I would suggest that the hon. member, by bringing forward his private member's bill, is following the path of common sense and bringing forward a change to our current Corrections and Conditional Release Act that would do away with this perversion of the sentencing process. It would do away with making it automatic that we use some randomly determined, and in many cases inextricable, formula to decide who is and who is not released from our prisons.
Not only would the merit system proposed by this type of amendment benefit the offenders through engaging them in their own rehabilitation process, it would certainly benefit the guards, the frontline correctional services personnel. Most important, it would give society some indication that the parole board and Corrections and Conditional Release Act was being followed.
As it currently stands, the individual just simply has to show up, and he has to because he is in jail, but that individual has to do nothing. The judge says “ten years in jail” and a person is out in four. That is the way it works today. That is not the type of general and specific deterrence judges speak of every day in courts across the country, and yet that is a word that seems absolutely perverse. It seems that one never wants to hear that word uttered on the other side of the House. Liberal members do not like the philosophy of general deterrence. They do not want to hear about it. They think it should not be part of the system, even though it is there. It is omnipresent every day in courts across the country.
There would be a financial cost, some would suggest, if offenders did not or could not meet the new requirements of release, if they had to be held to a higher standard. Hon. members on the Liberal side would say it would cost too much. What is the cost when somebody is released early and goes out and shoots a police officer or strangles a child or sexually assaults someone? That is the human cost that is intangible, that we cannot even contemplate when prisoners are released prior to demonstrating that they are ready to be back on the street.
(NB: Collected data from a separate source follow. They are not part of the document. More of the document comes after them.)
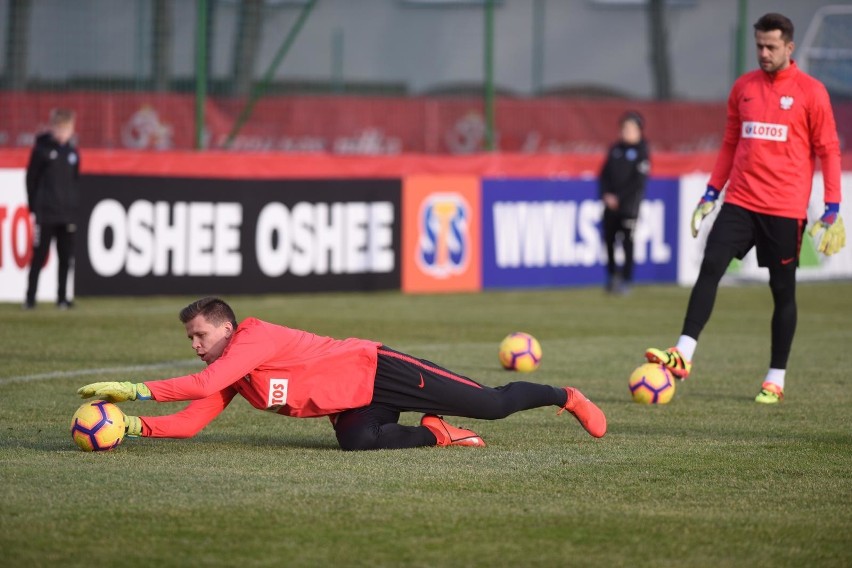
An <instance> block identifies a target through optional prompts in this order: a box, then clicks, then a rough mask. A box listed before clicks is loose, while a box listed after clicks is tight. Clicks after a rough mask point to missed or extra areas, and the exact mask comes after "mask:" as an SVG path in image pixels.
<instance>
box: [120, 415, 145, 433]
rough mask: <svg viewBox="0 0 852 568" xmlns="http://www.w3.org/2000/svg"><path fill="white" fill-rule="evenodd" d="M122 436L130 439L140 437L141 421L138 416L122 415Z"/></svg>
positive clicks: (141, 422) (141, 431)
mask: <svg viewBox="0 0 852 568" xmlns="http://www.w3.org/2000/svg"><path fill="white" fill-rule="evenodd" d="M124 435H125V436H128V437H130V438H138V437H140V436H141V435H142V420H141V419H140V418H139V417H138V416H130V415H129V414H125V415H124Z"/></svg>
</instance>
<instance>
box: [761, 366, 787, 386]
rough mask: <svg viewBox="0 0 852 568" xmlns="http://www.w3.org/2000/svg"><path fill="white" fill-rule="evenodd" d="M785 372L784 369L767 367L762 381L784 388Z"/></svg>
mask: <svg viewBox="0 0 852 568" xmlns="http://www.w3.org/2000/svg"><path fill="white" fill-rule="evenodd" d="M786 374H787V370H786V369H769V372H767V373H766V378H765V379H764V381H763V382H765V383H772V384H773V385H778V386H779V387H781V388H782V389H783V388H784V375H786Z"/></svg>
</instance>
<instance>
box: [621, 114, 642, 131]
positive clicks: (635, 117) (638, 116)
mask: <svg viewBox="0 0 852 568" xmlns="http://www.w3.org/2000/svg"><path fill="white" fill-rule="evenodd" d="M625 122H635V123H636V126H638V127H639V130H645V119H644V118H643V117H642V115H641V114H640V113H639V111H636V110H629V111H627V112H625V113H624V114H622V115H621V118H620V119H619V120H618V125H619V126H624V123H625Z"/></svg>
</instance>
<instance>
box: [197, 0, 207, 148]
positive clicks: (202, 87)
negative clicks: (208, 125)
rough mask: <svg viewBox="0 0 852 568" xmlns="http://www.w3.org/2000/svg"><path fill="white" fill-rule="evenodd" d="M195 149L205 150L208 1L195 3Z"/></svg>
mask: <svg viewBox="0 0 852 568" xmlns="http://www.w3.org/2000/svg"><path fill="white" fill-rule="evenodd" d="M195 7H196V8H195V9H196V11H197V13H196V21H195V149H196V150H203V149H204V102H205V100H206V99H207V0H197V1H196V3H195Z"/></svg>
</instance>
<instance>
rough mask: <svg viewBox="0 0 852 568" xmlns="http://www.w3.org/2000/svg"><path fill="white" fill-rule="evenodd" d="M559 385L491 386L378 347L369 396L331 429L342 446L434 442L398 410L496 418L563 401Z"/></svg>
mask: <svg viewBox="0 0 852 568" xmlns="http://www.w3.org/2000/svg"><path fill="white" fill-rule="evenodd" d="M566 399H567V393H566V392H565V389H563V388H557V387H553V386H550V385H541V384H537V383H529V382H513V383H508V384H506V385H504V386H501V387H497V388H492V387H487V386H484V385H481V384H479V383H477V382H476V381H474V380H472V379H469V378H468V377H464V376H462V375H458V374H456V373H453V372H452V371H449V370H447V369H444V368H443V367H440V366H438V365H436V364H434V363H432V362H430V361H426V360H425V359H417V358H415V357H412V356H410V355H406V354H404V353H400V352H398V351H394V350H392V349H388V348H387V347H381V348H380V349H379V357H378V368H377V369H376V384H375V390H374V392H373V401H372V402H371V403H370V405H369V406H365V407H362V408H356V409H353V410H347V411H345V412H341V413H340V414H339V415H338V416H337V419H336V421H335V431H336V433H337V440H338V442H339V443H340V447H341V448H343V449H344V450H374V449H399V448H415V447H419V446H434V445H435V442H436V441H435V436H434V435H433V434H432V433H431V432H430V431H429V430H428V429H426V428H424V427H422V426H402V425H400V424H398V423H397V421H398V420H399V415H400V413H402V412H422V413H424V414H439V415H451V416H463V417H466V418H479V419H485V420H495V419H498V418H505V417H506V416H509V415H510V414H513V413H515V412H518V411H521V410H527V409H530V408H538V407H540V406H563V405H564V404H565V402H566Z"/></svg>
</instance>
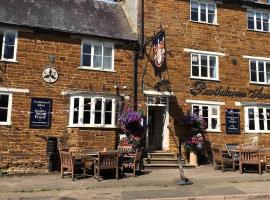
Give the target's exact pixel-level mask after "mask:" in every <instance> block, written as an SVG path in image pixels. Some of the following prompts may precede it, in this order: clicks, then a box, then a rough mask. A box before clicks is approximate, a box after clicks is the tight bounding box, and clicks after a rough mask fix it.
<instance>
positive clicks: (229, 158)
mask: <svg viewBox="0 0 270 200" xmlns="http://www.w3.org/2000/svg"><path fill="white" fill-rule="evenodd" d="M211 148H212V154H213V166H214V169H215V170H217V169H219V168H221V170H222V171H223V172H224V171H225V170H227V169H228V168H229V169H232V171H236V169H237V167H238V169H239V172H240V173H241V174H242V173H244V172H254V171H256V172H258V173H259V174H262V173H263V171H265V172H269V171H270V170H269V169H270V148H269V147H264V146H258V145H250V144H248V145H245V144H225V145H221V144H212V145H211Z"/></svg>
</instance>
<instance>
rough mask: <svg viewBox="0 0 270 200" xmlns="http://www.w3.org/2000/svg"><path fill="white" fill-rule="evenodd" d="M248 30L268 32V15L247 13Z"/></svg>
mask: <svg viewBox="0 0 270 200" xmlns="http://www.w3.org/2000/svg"><path fill="white" fill-rule="evenodd" d="M248 29H250V30H256V31H266V32H269V13H266V12H261V11H248Z"/></svg>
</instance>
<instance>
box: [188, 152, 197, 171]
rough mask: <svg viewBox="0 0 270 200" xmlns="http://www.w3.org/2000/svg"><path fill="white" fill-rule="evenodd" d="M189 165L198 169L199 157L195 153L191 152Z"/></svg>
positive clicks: (196, 153)
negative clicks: (198, 161) (198, 162)
mask: <svg viewBox="0 0 270 200" xmlns="http://www.w3.org/2000/svg"><path fill="white" fill-rule="evenodd" d="M189 164H190V165H193V166H195V167H198V157H197V153H196V152H194V151H190V152H189Z"/></svg>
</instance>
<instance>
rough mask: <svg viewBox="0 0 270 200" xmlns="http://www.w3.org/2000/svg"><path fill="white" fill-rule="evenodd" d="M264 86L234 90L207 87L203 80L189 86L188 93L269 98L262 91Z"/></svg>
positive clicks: (225, 95)
mask: <svg viewBox="0 0 270 200" xmlns="http://www.w3.org/2000/svg"><path fill="white" fill-rule="evenodd" d="M263 90H264V88H263V87H261V88H260V89H257V90H251V89H249V90H248V91H247V92H244V91H240V90H235V89H234V88H231V87H229V86H228V87H223V86H217V87H216V88H214V89H210V88H208V87H207V85H206V83H205V82H203V81H196V82H195V83H194V84H193V87H192V88H190V93H191V94H192V95H194V96H196V95H206V96H223V97H237V98H239V97H249V98H258V99H270V94H268V93H264V92H263Z"/></svg>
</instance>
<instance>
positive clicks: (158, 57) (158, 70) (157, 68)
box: [152, 30, 166, 74]
mask: <svg viewBox="0 0 270 200" xmlns="http://www.w3.org/2000/svg"><path fill="white" fill-rule="evenodd" d="M152 45H153V50H154V67H155V72H156V74H158V73H160V72H163V71H164V70H165V69H166V49H165V31H164V30H161V31H159V32H158V33H157V34H156V35H155V36H154V38H153V42H152Z"/></svg>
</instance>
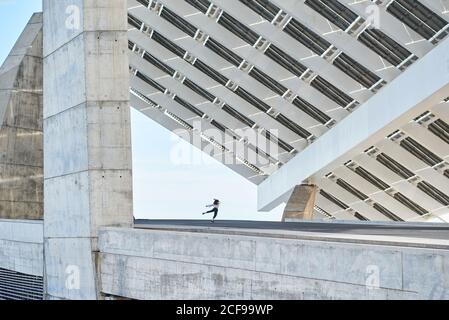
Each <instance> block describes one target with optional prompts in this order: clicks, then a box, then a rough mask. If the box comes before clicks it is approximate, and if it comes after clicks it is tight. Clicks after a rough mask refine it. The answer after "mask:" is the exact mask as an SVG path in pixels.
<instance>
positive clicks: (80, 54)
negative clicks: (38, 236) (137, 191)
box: [43, 0, 132, 299]
mask: <svg viewBox="0 0 449 320" xmlns="http://www.w3.org/2000/svg"><path fill="white" fill-rule="evenodd" d="M43 4H44V7H43V9H44V74H45V77H44V133H45V138H44V158H45V170H44V178H45V181H44V189H45V219H44V237H45V238H44V248H45V270H46V286H47V288H46V290H47V297H48V298H50V299H97V298H99V297H100V296H99V291H98V288H97V274H96V268H97V258H98V257H97V228H98V227H99V226H112V225H115V226H122V227H130V226H131V225H132V171H131V165H132V163H131V135H130V111H129V106H128V100H129V98H128V97H129V86H128V58H127V46H128V45H127V28H126V10H127V7H126V1H125V0H117V1H107V0H102V1H97V0H95V1H94V0H79V1H68V0H67V1H66V0H45V1H44V2H43ZM72 273H73V276H74V277H75V278H74V279H75V280H74V283H72V285H68V284H67V282H66V280H67V276H68V275H70V274H72Z"/></svg>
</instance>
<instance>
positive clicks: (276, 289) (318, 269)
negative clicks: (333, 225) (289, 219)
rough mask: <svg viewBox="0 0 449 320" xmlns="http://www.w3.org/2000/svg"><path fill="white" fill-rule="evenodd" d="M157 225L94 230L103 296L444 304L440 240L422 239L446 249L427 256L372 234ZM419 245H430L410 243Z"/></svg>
mask: <svg viewBox="0 0 449 320" xmlns="http://www.w3.org/2000/svg"><path fill="white" fill-rule="evenodd" d="M138 222H139V221H138ZM163 223H167V222H159V224H158V223H157V222H155V223H153V224H149V225H148V224H147V225H146V228H147V229H127V228H101V229H100V230H99V238H98V248H99V260H98V261H99V270H100V273H101V277H100V279H101V291H102V292H103V293H105V294H108V295H112V296H116V297H125V298H131V299H183V300H185V299H187V300H188V299H231V300H237V299H245V300H246V299H300V300H302V299H448V298H449V283H448V281H449V279H448V277H447V272H446V270H448V266H449V251H448V250H447V248H448V246H447V240H440V239H437V240H430V242H432V241H446V248H445V249H441V248H431V249H429V248H428V247H426V248H424V245H422V247H421V248H417V247H411V246H409V245H407V244H406V241H407V238H401V239H403V242H402V245H399V242H396V245H395V246H392V245H389V243H387V244H385V243H384V244H383V245H382V244H381V243H380V242H381V241H377V240H375V241H373V240H372V238H374V237H381V236H372V235H370V236H366V235H349V236H348V235H347V234H342V235H332V234H329V233H328V234H327V238H326V234H324V233H322V234H320V233H313V232H309V233H306V232H303V231H294V230H293V231H292V230H279V229H278V230H275V229H255V228H253V229H243V228H240V229H239V228H227V227H224V226H220V224H221V223H222V224H223V225H228V226H229V224H231V225H232V223H231V222H217V225H216V226H214V227H209V226H208V227H205V226H197V227H195V226H189V225H182V224H181V223H180V222H178V223H179V224H180V225H178V226H176V225H174V224H172V225H171V226H167V225H164V224H163ZM193 223H194V222H190V224H193ZM198 223H199V224H201V223H204V222H198ZM235 223H238V222H235ZM240 223H242V224H243V222H240ZM245 223H247V222H245ZM256 224H257V223H256ZM140 227H145V225H140ZM307 234H312V236H307ZM338 236H341V237H342V238H340V239H339V240H338V239H337V240H335V239H336V238H337V237H338ZM312 237H313V238H312ZM331 237H333V238H335V239H334V240H332V239H331ZM351 237H354V238H355V237H359V238H363V237H365V240H357V241H358V242H362V241H364V242H365V243H349V241H351V240H348V239H351ZM384 237H385V236H384ZM309 238H311V239H312V240H311V239H309ZM370 238H371V240H370ZM343 239H344V240H343ZM316 240H320V241H316ZM420 240H421V242H422V243H426V242H429V240H426V239H422V238H421V239H418V238H414V239H412V240H410V241H415V242H417V243H418V242H419V241H420ZM370 241H371V242H370ZM373 242H374V243H373ZM377 242H379V243H377ZM413 246H416V244H413ZM431 246H433V245H429V247H431Z"/></svg>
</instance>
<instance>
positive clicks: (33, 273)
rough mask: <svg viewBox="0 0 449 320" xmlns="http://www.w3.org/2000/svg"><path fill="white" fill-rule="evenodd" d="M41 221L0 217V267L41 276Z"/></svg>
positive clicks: (42, 237)
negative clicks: (20, 219) (10, 218)
mask: <svg viewBox="0 0 449 320" xmlns="http://www.w3.org/2000/svg"><path fill="white" fill-rule="evenodd" d="M43 242H44V239H43V223H42V221H38V220H35V221H30V220H27V221H26V220H3V219H0V268H3V269H7V270H11V271H16V272H21V273H25V274H29V275H33V276H43V273H44V252H43Z"/></svg>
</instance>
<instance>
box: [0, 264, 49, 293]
mask: <svg viewBox="0 0 449 320" xmlns="http://www.w3.org/2000/svg"><path fill="white" fill-rule="evenodd" d="M43 297H44V279H43V277H39V276H32V275H28V274H24V273H19V272H15V271H10V270H6V269H2V268H0V300H43Z"/></svg>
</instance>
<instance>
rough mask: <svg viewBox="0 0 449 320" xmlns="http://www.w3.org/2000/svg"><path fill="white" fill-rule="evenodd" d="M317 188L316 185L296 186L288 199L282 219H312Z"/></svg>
mask: <svg viewBox="0 0 449 320" xmlns="http://www.w3.org/2000/svg"><path fill="white" fill-rule="evenodd" d="M317 190H318V187H317V186H315V185H299V186H296V187H295V188H294V189H293V192H292V195H291V196H290V198H289V200H288V201H287V205H286V206H285V209H284V215H283V216H282V220H283V221H286V220H287V219H299V220H312V219H313V211H314V207H315V199H316V193H317Z"/></svg>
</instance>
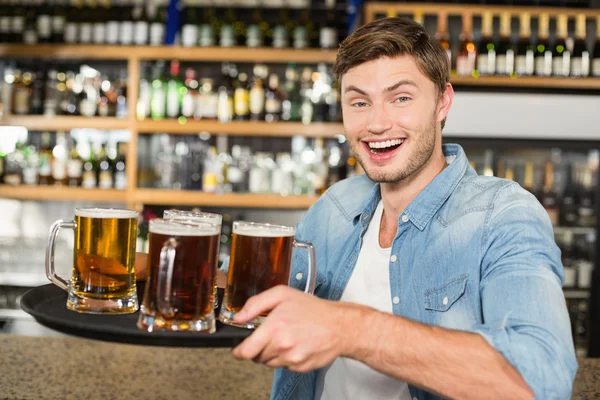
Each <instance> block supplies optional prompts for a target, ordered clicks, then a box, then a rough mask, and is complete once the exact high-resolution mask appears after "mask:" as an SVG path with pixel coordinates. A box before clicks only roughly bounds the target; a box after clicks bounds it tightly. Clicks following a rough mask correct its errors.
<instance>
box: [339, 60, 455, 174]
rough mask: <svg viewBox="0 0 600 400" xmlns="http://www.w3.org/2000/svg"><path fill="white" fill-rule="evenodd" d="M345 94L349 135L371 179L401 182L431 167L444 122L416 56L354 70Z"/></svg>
mask: <svg viewBox="0 0 600 400" xmlns="http://www.w3.org/2000/svg"><path fill="white" fill-rule="evenodd" d="M341 90H342V112H343V116H344V128H345V131H346V137H347V140H348V143H349V145H350V148H351V150H352V151H353V153H354V154H355V156H356V158H357V159H358V162H359V163H360V165H361V166H362V167H363V169H364V170H365V172H366V174H367V176H368V177H369V178H370V179H371V180H373V181H375V182H380V183H396V182H400V181H402V180H404V179H405V178H407V177H409V176H411V175H413V174H415V173H417V172H418V171H420V170H421V169H422V168H423V166H424V165H426V164H427V162H428V161H429V159H430V158H431V155H432V154H433V151H434V149H435V145H436V136H437V135H436V132H437V129H439V128H437V127H438V126H439V121H440V120H441V119H440V112H439V107H438V100H439V95H438V93H437V89H436V87H435V85H434V84H433V82H432V81H430V80H429V79H428V78H427V77H426V76H425V75H423V73H421V72H420V71H419V69H418V68H417V65H416V64H415V62H414V60H413V58H412V57H410V56H399V57H396V58H381V59H378V60H374V61H370V62H367V63H364V64H361V65H359V66H357V67H354V68H352V69H350V70H349V71H348V72H347V73H346V74H344V75H343V77H342V87H341ZM441 118H443V116H442V117H441Z"/></svg>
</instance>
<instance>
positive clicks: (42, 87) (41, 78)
mask: <svg viewBox="0 0 600 400" xmlns="http://www.w3.org/2000/svg"><path fill="white" fill-rule="evenodd" d="M44 86H45V80H44V73H43V72H42V71H41V70H40V69H38V70H37V71H36V72H35V73H34V74H33V78H32V82H31V113H32V114H34V115H42V114H43V113H44V94H45V87H44Z"/></svg>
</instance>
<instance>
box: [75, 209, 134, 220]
mask: <svg viewBox="0 0 600 400" xmlns="http://www.w3.org/2000/svg"><path fill="white" fill-rule="evenodd" d="M75 215H76V216H77V217H85V218H117V219H129V218H137V217H138V212H137V211H133V210H125V209H120V208H76V209H75Z"/></svg>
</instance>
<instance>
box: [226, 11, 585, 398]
mask: <svg viewBox="0 0 600 400" xmlns="http://www.w3.org/2000/svg"><path fill="white" fill-rule="evenodd" d="M449 69H450V68H449V62H448V58H447V55H446V53H445V51H444V50H443V48H442V47H441V46H440V45H439V44H438V43H437V42H436V41H435V40H433V39H432V38H430V37H429V36H428V35H427V33H426V32H425V30H424V29H423V27H422V26H420V25H418V24H417V23H415V22H412V21H409V20H406V19H398V18H387V19H382V20H378V21H375V22H373V23H371V24H368V25H366V26H363V27H361V28H359V29H358V30H357V31H356V32H355V33H354V34H352V35H351V36H350V37H348V38H347V39H346V40H345V41H344V42H343V43H342V45H341V46H340V49H339V52H338V56H337V60H336V63H335V66H334V73H335V74H336V78H337V79H338V82H339V83H340V89H341V95H342V110H343V116H344V128H345V132H346V137H347V140H348V143H349V145H350V146H351V148H352V150H353V152H354V153H355V154H356V157H357V159H358V160H359V162H360V164H361V166H362V167H363V169H364V170H365V172H366V177H355V178H352V179H348V180H345V181H342V182H340V183H338V184H336V185H334V186H333V187H332V188H330V189H329V190H328V191H327V192H326V193H325V194H324V195H323V196H322V197H321V199H320V200H319V201H318V202H317V203H316V204H315V205H314V206H313V207H311V209H310V210H309V211H308V212H307V214H306V215H305V216H304V218H303V220H302V222H301V223H300V224H299V226H298V229H297V237H298V239H300V240H308V241H310V242H312V243H313V244H314V246H315V248H316V252H317V266H318V269H319V273H318V276H317V285H316V291H315V295H316V296H310V295H306V294H304V293H301V292H300V291H298V290H294V289H292V288H288V287H277V288H274V289H271V290H269V291H266V292H264V293H262V294H259V295H257V296H254V297H253V298H251V299H250V300H249V301H248V302H247V304H246V305H245V307H244V308H243V310H242V311H241V312H240V313H239V314H238V317H237V318H238V321H239V322H243V321H246V320H250V319H252V318H253V317H255V316H258V315H259V314H261V313H263V312H267V311H268V312H269V317H268V318H267V320H266V322H265V323H264V324H263V325H262V326H260V327H259V328H258V329H256V331H255V332H253V334H252V335H251V336H250V337H248V338H247V339H246V340H245V341H244V342H243V343H241V344H240V345H239V346H238V347H236V348H235V349H234V350H233V355H234V356H235V357H237V358H239V359H246V360H254V361H255V362H259V363H263V364H265V365H267V366H270V367H273V368H278V370H277V371H276V373H275V380H274V384H273V392H272V398H273V399H336V400H337V399H411V398H412V399H434V398H438V397H445V398H459V399H472V398H473V399H475V398H477V399H479V398H491V399H501V398H506V399H525V398H533V397H536V398H539V399H567V398H569V397H570V392H571V387H572V383H573V379H574V376H575V373H576V370H577V362H576V359H575V356H574V349H573V343H572V338H571V334H570V327H569V319H568V315H567V310H566V306H565V300H564V296H563V293H562V289H561V286H562V280H563V269H562V265H561V262H560V252H559V250H558V249H557V247H556V245H555V244H554V237H553V232H552V226H551V224H550V221H549V218H548V216H547V215H546V213H545V211H544V209H543V208H542V207H541V206H540V204H539V203H538V202H537V201H536V199H535V197H534V196H533V195H531V194H530V193H528V192H527V191H525V190H523V189H521V188H520V187H519V186H518V185H517V184H515V183H513V182H510V181H507V180H503V179H497V178H491V177H480V176H477V174H476V173H475V171H473V169H471V168H470V166H469V163H468V160H467V158H466V156H465V154H464V152H463V150H462V149H461V148H460V147H459V146H457V145H445V146H442V144H441V142H442V128H443V126H444V122H445V120H446V116H447V115H448V113H449V111H450V107H451V105H452V100H453V97H454V92H453V89H452V86H451V85H450V83H449ZM305 266H306V260H305V256H304V255H303V254H302V253H301V252H297V253H295V254H294V258H293V273H292V280H293V281H292V285H293V286H294V287H296V288H302V287H304V285H305V279H306V274H305V273H303V271H304V269H305V268H306V267H305Z"/></svg>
No, it is not a perfect system. No, there is no way to predict human behaviour in every instance, but one way to predict human behaviour is to study the previous behaviour that landed somebody in jail in the first place. Judges determine sentences based on the evidence, on the victim impact statements, often on psychiatric evidence, on what they hear in the courtroom, the circumstances and facts of the case. When a judge makes a decision and the correctional system and the parole board conspire to put that person back on the street, it is a very serious and damaging outcome for society.
This simple amendment would ensure that things are tightened up, that those currently in the system would ensure firsthand that individuals would not be back on the street before being ready. Surely this is the most prominent, relevant and important way to protect society. We hear about the protection of society all the time from the solicitor general, the commissioner of corrections and from the RCMP. Let us do something about it and actually make changes that would bring that sentiment to fruition.
Members of the Progressive Conservative Democratic Representative Coalition support this initiative. We thank the hon. member for the opportunity to bring this matter back to parliament. The recidivism criteria should always be taken into consideration for those eligible for accelerated parole. One of the most perverse things is that the current youth criminal justice system will bring statutory release, conditional sentences and some of the worst perversions of justice in the adult system to our youth system. That is what we will see happening instead of seeing things going in the opposite direction, the way this private member's bill would move our legislation.